When it comes to diagnosing cancer, doctors want to have access to tests there are as sensitive and precise as possible. Unfortunately, in some cases, imaging tests or biopsies will not always detect aggressive forms of prostate cancer.
With that in mind, researchers based at the University of Michigan Rogel Cancer Center have created a new multi-biomarker test that is designed to detect aggressive forms of prostate cancer. This urine-based test is called the Urine Prostate Seq test (UPSeq). According to Michigan Medicine, the UPSeq has been performing better than current biomarker tests, at least during the first pre-clinical evaluation that the researchers have conducted.
That’s good news for patients and their loved ones, who will benefit from earlier detection and diagnosis of prostate cancer.
Using Next Generation Sequencing for the UPSeq Test
To scan through large amounts of genetic information during a medical diagnosis, scientists are using high-speed, high-capacity computer systems for next generation sequencing.
The University of Michigan researchers are using NGS to study urine that they have collected from male patients after a digital rectal exam. They collected urine samples to perform a so-called “liquid biopsy,” which has proven to be better than standard prostate-specific antigen blood tests currently in use.
They are using a type of artificial intelligence called machine learning to help analyze 15 RNA transcripts from each patient’s sample and published their results in European Urology Oncology.
When researchers determine that a man has an elevated PSA level, the next step is to find out if it’s an indicator of prostate cancer. If the patient does have cancer, the doctor will want to find out if it’s the aggressive form of prostate cancer. What is complicating the matter is the fact that patients can have multiple areas of cancer in their prostate. So, getting a small sample from one area only of the prostate may not give the most accurate results about what type of cancer the patient has.

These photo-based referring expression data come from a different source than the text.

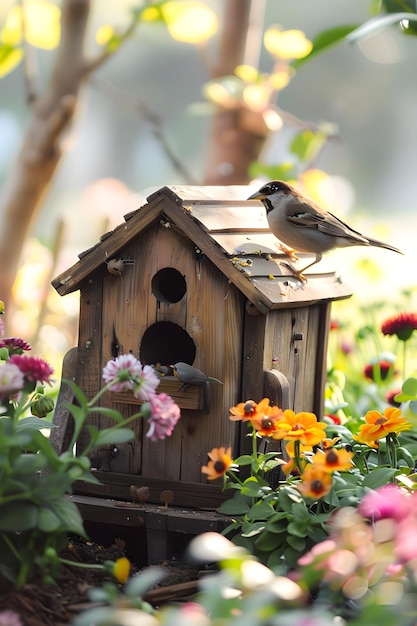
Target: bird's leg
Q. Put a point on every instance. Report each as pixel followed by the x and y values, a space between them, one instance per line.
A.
pixel 289 252
pixel 299 273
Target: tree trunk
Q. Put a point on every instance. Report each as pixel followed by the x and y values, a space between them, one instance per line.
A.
pixel 237 135
pixel 40 152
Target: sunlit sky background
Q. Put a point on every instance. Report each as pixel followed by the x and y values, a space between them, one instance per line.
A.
pixel 368 90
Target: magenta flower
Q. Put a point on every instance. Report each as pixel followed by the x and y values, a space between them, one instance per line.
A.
pixel 164 414
pixel 122 373
pixel 405 540
pixel 33 368
pixel 387 502
pixel 15 345
pixel 402 325
pixel 11 380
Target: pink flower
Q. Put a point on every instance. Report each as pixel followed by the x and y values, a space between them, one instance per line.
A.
pixel 164 414
pixel 15 345
pixel 33 368
pixel 11 380
pixel 148 382
pixel 388 501
pixel 125 373
pixel 122 373
pixel 405 541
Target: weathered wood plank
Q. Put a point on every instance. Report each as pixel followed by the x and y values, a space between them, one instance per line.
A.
pixel 117 486
pixel 89 360
pixel 60 437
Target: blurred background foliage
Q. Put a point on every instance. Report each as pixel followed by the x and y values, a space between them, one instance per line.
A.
pixel 337 114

Because of this, biopsies, as well as MRI scans, can fail to detect aggressive prostate cancer. Using a liquid biopsy from a urine sample will give doctors a much better idea of what’s happening inside the entire prostate in terms of oncology.

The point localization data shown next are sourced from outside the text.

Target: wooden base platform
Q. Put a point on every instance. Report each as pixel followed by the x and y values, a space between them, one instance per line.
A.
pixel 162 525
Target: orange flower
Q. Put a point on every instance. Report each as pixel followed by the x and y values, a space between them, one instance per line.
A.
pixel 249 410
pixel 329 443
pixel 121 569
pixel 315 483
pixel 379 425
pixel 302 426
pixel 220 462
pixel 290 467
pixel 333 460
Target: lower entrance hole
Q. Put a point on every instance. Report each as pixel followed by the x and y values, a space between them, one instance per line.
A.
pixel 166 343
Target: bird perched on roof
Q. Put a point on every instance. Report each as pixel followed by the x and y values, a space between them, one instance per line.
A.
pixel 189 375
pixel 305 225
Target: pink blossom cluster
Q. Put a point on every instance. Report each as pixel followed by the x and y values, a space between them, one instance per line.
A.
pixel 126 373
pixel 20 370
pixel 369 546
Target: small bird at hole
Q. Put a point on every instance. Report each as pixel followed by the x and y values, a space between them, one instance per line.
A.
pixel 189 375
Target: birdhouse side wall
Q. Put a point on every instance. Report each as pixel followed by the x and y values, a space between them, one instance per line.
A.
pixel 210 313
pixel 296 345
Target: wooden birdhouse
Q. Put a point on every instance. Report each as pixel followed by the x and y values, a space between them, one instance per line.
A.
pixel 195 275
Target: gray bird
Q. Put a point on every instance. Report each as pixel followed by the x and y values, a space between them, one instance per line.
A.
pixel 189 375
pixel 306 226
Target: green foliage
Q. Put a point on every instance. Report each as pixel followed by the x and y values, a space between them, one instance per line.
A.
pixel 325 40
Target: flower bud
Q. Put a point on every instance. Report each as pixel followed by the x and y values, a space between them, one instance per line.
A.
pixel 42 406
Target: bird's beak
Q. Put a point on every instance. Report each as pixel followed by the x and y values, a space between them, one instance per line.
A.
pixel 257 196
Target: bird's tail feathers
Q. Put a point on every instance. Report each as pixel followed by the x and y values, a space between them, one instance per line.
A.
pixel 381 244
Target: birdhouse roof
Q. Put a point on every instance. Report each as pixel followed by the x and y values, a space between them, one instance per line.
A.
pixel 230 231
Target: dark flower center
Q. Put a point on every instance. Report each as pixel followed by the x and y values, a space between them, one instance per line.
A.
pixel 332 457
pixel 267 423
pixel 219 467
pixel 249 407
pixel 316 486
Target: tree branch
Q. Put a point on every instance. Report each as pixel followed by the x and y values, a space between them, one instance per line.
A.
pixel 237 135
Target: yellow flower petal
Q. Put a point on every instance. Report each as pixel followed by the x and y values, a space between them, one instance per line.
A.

Benefit to Patients and Potential Benefit to Their Families
Because the next generation sequencing technology that the University of Michigan researchers are using is delving deeper into the patient’s genetics there is an added benefit of the test they can help their families too.
The researcher’s new test can identify inheritable mutations in the HOXB13 gene, and if present, could indicate an added level of risk for other members of that patient’s family. So, the same next generation sequencing technology that helped to identify the nature of the patient’s prostate cancer and how aggressive it is could also be helpful in screening other relatives, to help reduce cancer rates in the population.
More Research Is Needed Into the New Prostate Cancer Detection Test
There are multiple potential clinical applications for this new test, according to the researchers. Being able to detect aggressive cancer batch earlier and doing it right from the point of the biopsy is one clear potential benefit.
Use of NGS technology also can help doctors rule out cases of severe or aggressive disease more readily. This matters because it will affect whether your patients will need to come in for ongoing tests, biopsies, and imaging studies, which can delay treatment in the presence of a potentially fast-moving and aggressive prostate cancer that was not correctly diagnosed.
Keep in mind that the new aggressive prostate cancer detection research that the Michigan University team is conducting is still in the early phases. Looking forward, the researchers anticipate doing more tests to validate their approach using additional patients.